We moved from a country that for the most part was not multicultural. My interactions, from what I recall, were only with people born and raised in Iran. So I cannot for the life of me remember how I integrated into a multicultural community. I don’t know if I had questions, or if my parents had given us lessons about equality before we got here. I do remember I chose to write an essay about racism that year, yet I can’t remember what would have provoked that. I do remember being genuinely confused by the concept though. How can you possibly judge someone based on the color of their skin?
My friends welcomed me with open arms. I got along with everyone and within my group of friends, there was no discrimination. We were so young. Acceptance came naturally.
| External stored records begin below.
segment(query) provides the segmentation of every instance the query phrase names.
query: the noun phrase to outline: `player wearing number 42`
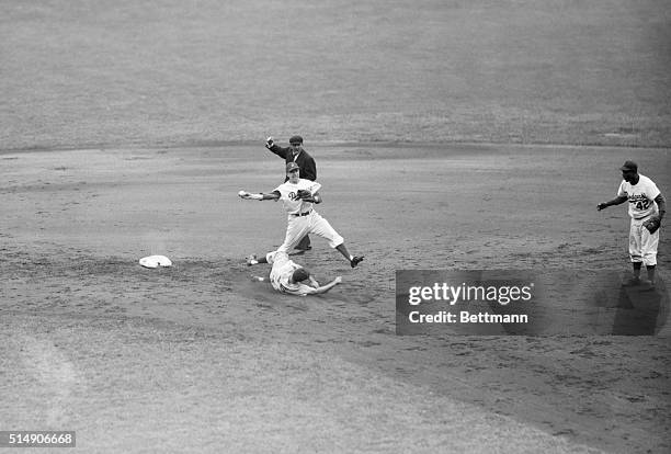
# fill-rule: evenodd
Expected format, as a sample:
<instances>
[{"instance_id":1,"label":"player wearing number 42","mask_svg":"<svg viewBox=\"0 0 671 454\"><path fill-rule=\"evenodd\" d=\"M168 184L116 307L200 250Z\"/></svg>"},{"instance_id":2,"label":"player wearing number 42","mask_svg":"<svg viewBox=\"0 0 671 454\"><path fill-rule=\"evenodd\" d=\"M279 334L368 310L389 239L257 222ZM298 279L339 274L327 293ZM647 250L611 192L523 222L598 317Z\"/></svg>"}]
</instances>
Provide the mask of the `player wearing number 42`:
<instances>
[{"instance_id":1,"label":"player wearing number 42","mask_svg":"<svg viewBox=\"0 0 671 454\"><path fill-rule=\"evenodd\" d=\"M302 179L300 170L296 162L286 164L286 174L288 180L275 188L271 193L250 194L247 191L240 191L238 196L244 200L280 200L283 202L288 219L284 242L277 249L278 252L288 253L303 237L307 234L315 234L327 239L331 248L338 250L348 259L350 265L355 268L363 260L363 257L350 254L344 245L344 239L314 208L314 204L321 203L321 195L319 194L321 184L316 181Z\"/></svg>"},{"instance_id":2,"label":"player wearing number 42","mask_svg":"<svg viewBox=\"0 0 671 454\"><path fill-rule=\"evenodd\" d=\"M629 258L634 266L634 276L625 285L639 285L640 270L646 265L649 288L655 288L655 269L657 265L657 247L659 227L667 212L664 196L648 177L638 173L634 161L626 161L619 168L623 181L617 196L596 205L602 211L611 205L629 202Z\"/></svg>"}]
</instances>

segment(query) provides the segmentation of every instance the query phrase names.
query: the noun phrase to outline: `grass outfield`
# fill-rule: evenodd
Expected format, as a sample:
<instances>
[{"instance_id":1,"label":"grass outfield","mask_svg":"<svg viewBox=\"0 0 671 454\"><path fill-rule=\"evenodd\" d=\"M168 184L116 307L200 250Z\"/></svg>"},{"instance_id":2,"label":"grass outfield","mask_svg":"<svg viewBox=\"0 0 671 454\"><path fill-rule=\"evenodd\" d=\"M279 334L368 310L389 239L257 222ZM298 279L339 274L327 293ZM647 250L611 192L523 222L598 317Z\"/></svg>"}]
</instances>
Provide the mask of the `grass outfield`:
<instances>
[{"instance_id":1,"label":"grass outfield","mask_svg":"<svg viewBox=\"0 0 671 454\"><path fill-rule=\"evenodd\" d=\"M669 146L662 0L3 1L0 149Z\"/></svg>"}]
</instances>

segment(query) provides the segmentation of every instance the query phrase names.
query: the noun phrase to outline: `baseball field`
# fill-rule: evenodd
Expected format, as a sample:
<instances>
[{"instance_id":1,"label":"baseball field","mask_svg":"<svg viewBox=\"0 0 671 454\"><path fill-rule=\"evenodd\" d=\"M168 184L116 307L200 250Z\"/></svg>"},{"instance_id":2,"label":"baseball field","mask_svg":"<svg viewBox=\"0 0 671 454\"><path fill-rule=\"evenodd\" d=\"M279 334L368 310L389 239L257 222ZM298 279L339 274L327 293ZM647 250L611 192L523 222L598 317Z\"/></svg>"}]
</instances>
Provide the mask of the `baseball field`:
<instances>
[{"instance_id":1,"label":"baseball field","mask_svg":"<svg viewBox=\"0 0 671 454\"><path fill-rule=\"evenodd\" d=\"M537 3L0 3L0 442L669 452L666 226L655 336L396 334L397 270L626 276L596 204L627 159L671 194L666 2ZM365 256L312 238L296 261L343 282L303 298L250 279L286 216L237 196L294 134Z\"/></svg>"}]
</instances>

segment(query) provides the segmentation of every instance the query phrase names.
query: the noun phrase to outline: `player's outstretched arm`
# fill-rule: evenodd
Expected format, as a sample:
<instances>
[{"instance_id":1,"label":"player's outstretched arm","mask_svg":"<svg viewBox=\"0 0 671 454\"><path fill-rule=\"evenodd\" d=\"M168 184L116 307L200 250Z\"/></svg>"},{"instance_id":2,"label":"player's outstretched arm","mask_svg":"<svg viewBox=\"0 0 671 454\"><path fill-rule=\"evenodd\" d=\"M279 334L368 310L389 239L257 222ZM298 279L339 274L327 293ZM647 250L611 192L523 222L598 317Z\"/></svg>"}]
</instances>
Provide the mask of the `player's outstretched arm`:
<instances>
[{"instance_id":1,"label":"player's outstretched arm","mask_svg":"<svg viewBox=\"0 0 671 454\"><path fill-rule=\"evenodd\" d=\"M305 191L305 192L302 192L302 191ZM298 191L298 196L300 197L300 200L304 200L306 202L311 202L311 203L321 203L323 201L319 192L310 194L309 191L307 190L302 190L302 191Z\"/></svg>"},{"instance_id":2,"label":"player's outstretched arm","mask_svg":"<svg viewBox=\"0 0 671 454\"><path fill-rule=\"evenodd\" d=\"M336 285L340 284L342 282L342 277L338 276L336 277L333 281L329 282L326 285L322 285L320 287L317 288L311 288L307 292L308 295L318 295L321 293L327 293L328 291L330 291L331 288L333 288Z\"/></svg>"},{"instance_id":3,"label":"player's outstretched arm","mask_svg":"<svg viewBox=\"0 0 671 454\"><path fill-rule=\"evenodd\" d=\"M268 194L263 192L251 194L247 191L240 191L238 192L238 196L240 198L244 198L246 201L276 201L280 198L280 193L277 191L273 191Z\"/></svg>"},{"instance_id":4,"label":"player's outstretched arm","mask_svg":"<svg viewBox=\"0 0 671 454\"><path fill-rule=\"evenodd\" d=\"M621 203L625 203L626 201L627 201L626 195L619 195L613 198L612 201L601 202L599 205L596 205L596 209L602 211L602 209L607 208L611 205L619 205Z\"/></svg>"},{"instance_id":5,"label":"player's outstretched arm","mask_svg":"<svg viewBox=\"0 0 671 454\"><path fill-rule=\"evenodd\" d=\"M664 218L664 214L667 213L667 201L664 200L663 195L659 194L657 197L655 197L655 202L657 203L657 211L659 212L659 220L662 220Z\"/></svg>"},{"instance_id":6,"label":"player's outstretched arm","mask_svg":"<svg viewBox=\"0 0 671 454\"><path fill-rule=\"evenodd\" d=\"M272 137L265 139L265 148L268 148L270 151L274 152L282 159L286 159L286 154L289 150L288 148L277 146L277 144L274 143Z\"/></svg>"}]
</instances>

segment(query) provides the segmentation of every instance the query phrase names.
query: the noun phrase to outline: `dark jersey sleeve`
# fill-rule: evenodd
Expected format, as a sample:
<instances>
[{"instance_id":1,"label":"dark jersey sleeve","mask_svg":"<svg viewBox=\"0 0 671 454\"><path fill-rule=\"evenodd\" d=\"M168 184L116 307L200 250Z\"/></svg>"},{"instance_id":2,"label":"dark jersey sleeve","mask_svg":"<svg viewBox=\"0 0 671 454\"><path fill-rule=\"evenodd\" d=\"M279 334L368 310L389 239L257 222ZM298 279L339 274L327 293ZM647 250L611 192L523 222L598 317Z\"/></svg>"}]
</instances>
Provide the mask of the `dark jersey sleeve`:
<instances>
[{"instance_id":1,"label":"dark jersey sleeve","mask_svg":"<svg viewBox=\"0 0 671 454\"><path fill-rule=\"evenodd\" d=\"M288 147L284 148L284 147L280 147L277 145L273 145L271 147L265 147L269 150L271 150L272 152L274 152L275 155L277 155L278 157L281 157L282 159L286 160L286 154L289 151Z\"/></svg>"}]
</instances>

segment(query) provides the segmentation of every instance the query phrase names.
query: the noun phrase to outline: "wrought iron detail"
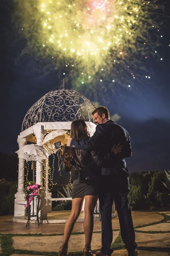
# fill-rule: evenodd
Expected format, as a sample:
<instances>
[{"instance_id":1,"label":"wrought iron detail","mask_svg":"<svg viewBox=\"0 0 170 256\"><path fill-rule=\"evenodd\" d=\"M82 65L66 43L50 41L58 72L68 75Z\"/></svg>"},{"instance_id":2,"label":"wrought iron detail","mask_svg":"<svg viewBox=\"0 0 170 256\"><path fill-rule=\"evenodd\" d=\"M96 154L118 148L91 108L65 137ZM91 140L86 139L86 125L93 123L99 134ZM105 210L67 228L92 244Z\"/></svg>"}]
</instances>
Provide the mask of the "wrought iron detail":
<instances>
[{"instance_id":1,"label":"wrought iron detail","mask_svg":"<svg viewBox=\"0 0 170 256\"><path fill-rule=\"evenodd\" d=\"M29 203L29 198L32 198L32 201L30 204ZM28 195L26 196L28 206L28 219L26 225L29 225L29 223L37 222L38 225L39 225L40 223L38 217L38 212L39 211L40 198L39 195Z\"/></svg>"},{"instance_id":2,"label":"wrought iron detail","mask_svg":"<svg viewBox=\"0 0 170 256\"><path fill-rule=\"evenodd\" d=\"M38 122L68 122L82 118L93 121L94 105L74 90L51 91L37 102L27 112L22 131Z\"/></svg>"},{"instance_id":3,"label":"wrought iron detail","mask_svg":"<svg viewBox=\"0 0 170 256\"><path fill-rule=\"evenodd\" d=\"M99 199L98 199L96 206L94 210L93 218L95 220L100 220L101 221L100 211L100 204Z\"/></svg>"}]
</instances>

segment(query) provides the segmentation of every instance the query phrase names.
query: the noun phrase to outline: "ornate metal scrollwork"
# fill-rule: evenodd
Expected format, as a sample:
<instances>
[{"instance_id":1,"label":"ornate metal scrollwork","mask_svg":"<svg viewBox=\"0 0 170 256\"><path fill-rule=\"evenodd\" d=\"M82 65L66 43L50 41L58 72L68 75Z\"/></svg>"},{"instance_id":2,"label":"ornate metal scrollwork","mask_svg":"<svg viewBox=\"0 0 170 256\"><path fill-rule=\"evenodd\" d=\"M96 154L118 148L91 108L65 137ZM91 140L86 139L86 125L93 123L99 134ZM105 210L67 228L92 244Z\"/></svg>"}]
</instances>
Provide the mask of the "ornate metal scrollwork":
<instances>
[{"instance_id":1,"label":"ornate metal scrollwork","mask_svg":"<svg viewBox=\"0 0 170 256\"><path fill-rule=\"evenodd\" d=\"M91 112L95 109L89 100L74 90L51 91L28 110L22 131L40 122L72 121L80 118L93 121Z\"/></svg>"}]
</instances>

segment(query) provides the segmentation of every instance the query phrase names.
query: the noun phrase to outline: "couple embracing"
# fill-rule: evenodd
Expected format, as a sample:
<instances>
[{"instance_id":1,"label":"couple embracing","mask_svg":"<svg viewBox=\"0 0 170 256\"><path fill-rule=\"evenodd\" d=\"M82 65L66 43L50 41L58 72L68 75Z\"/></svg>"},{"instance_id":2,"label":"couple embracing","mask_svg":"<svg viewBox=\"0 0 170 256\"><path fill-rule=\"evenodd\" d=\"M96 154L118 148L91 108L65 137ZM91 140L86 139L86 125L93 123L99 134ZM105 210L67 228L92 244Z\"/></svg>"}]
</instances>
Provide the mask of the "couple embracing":
<instances>
[{"instance_id":1,"label":"couple embracing","mask_svg":"<svg viewBox=\"0 0 170 256\"><path fill-rule=\"evenodd\" d=\"M128 202L128 171L125 158L132 155L130 137L123 127L109 119L108 109L96 109L92 115L97 124L90 138L82 119L71 124L71 138L63 153L62 169L71 171L71 212L65 225L59 256L67 256L69 240L80 213L84 199L84 256L92 256L91 243L93 212L98 198L101 218L101 251L96 256L110 256L113 240L112 213L113 200L119 217L121 233L128 256L137 254L135 233Z\"/></svg>"}]
</instances>

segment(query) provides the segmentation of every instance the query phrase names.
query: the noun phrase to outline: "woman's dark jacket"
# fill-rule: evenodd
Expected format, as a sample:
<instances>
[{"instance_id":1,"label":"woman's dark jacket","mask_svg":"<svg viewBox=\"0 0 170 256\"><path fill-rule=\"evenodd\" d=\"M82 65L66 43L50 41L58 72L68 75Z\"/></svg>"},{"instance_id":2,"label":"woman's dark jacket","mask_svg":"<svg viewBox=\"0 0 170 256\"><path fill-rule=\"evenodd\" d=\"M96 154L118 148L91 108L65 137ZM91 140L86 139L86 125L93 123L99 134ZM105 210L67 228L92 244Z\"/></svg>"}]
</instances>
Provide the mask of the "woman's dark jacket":
<instances>
[{"instance_id":1,"label":"woman's dark jacket","mask_svg":"<svg viewBox=\"0 0 170 256\"><path fill-rule=\"evenodd\" d=\"M107 167L108 162L112 156L114 156L114 153L112 152L101 157L100 155L100 152L96 151L74 150L75 151L74 160L71 170L68 168L63 161L61 167L61 169L65 171L71 171L71 181L72 182L79 178L79 172L77 166L80 172L81 172L81 169L83 169L84 170L87 169L88 175L90 170L93 173L93 176L95 174L97 179L100 176L101 168L100 167ZM63 160L64 159L64 151Z\"/></svg>"}]
</instances>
It was pure and beautiful.
Reflection, especially on things like this, often raises a lot of questions that we don’t always have answers to. So I had to ask my mother, “Did you teach us not to judge others based on race?” She was initially confused by my question, concerned that I thought she had reservations about my group of friends. After some clarification, she finally said, “I taught you about people’s rights, no matter their race. I taught you not to judge, and to appreciate humanity”. I can look back at my life and see that this makes sense, and yet, I don’t remember these lessons.
We have a lot of work to do. Myself included. And despite educating ourselves to the best of our abilities, we will never understand. But I do hope that all along, we also take the time and explore the source of our thoughts, the root of our beliefs, and triggers for our actions. Whatever those might be, I hope we actually take the time to discover them, and adjust them so we behave from a place of compassion. I hope we recognize that we are all connected. That, as Desmond Tutu says, our humanity is caught up , is inextricably bound up, in others. And, maybe most importantly, I hope we ask of each other “how can I do better”.
Our words, our thoughts and actions, are rooted in something. A seed that was planted in the pure garden of our minds long ago, either flourishes into beautiful flowers or spreads like weeds. I hope you water those flowers daily and pull those weeds out from the roots.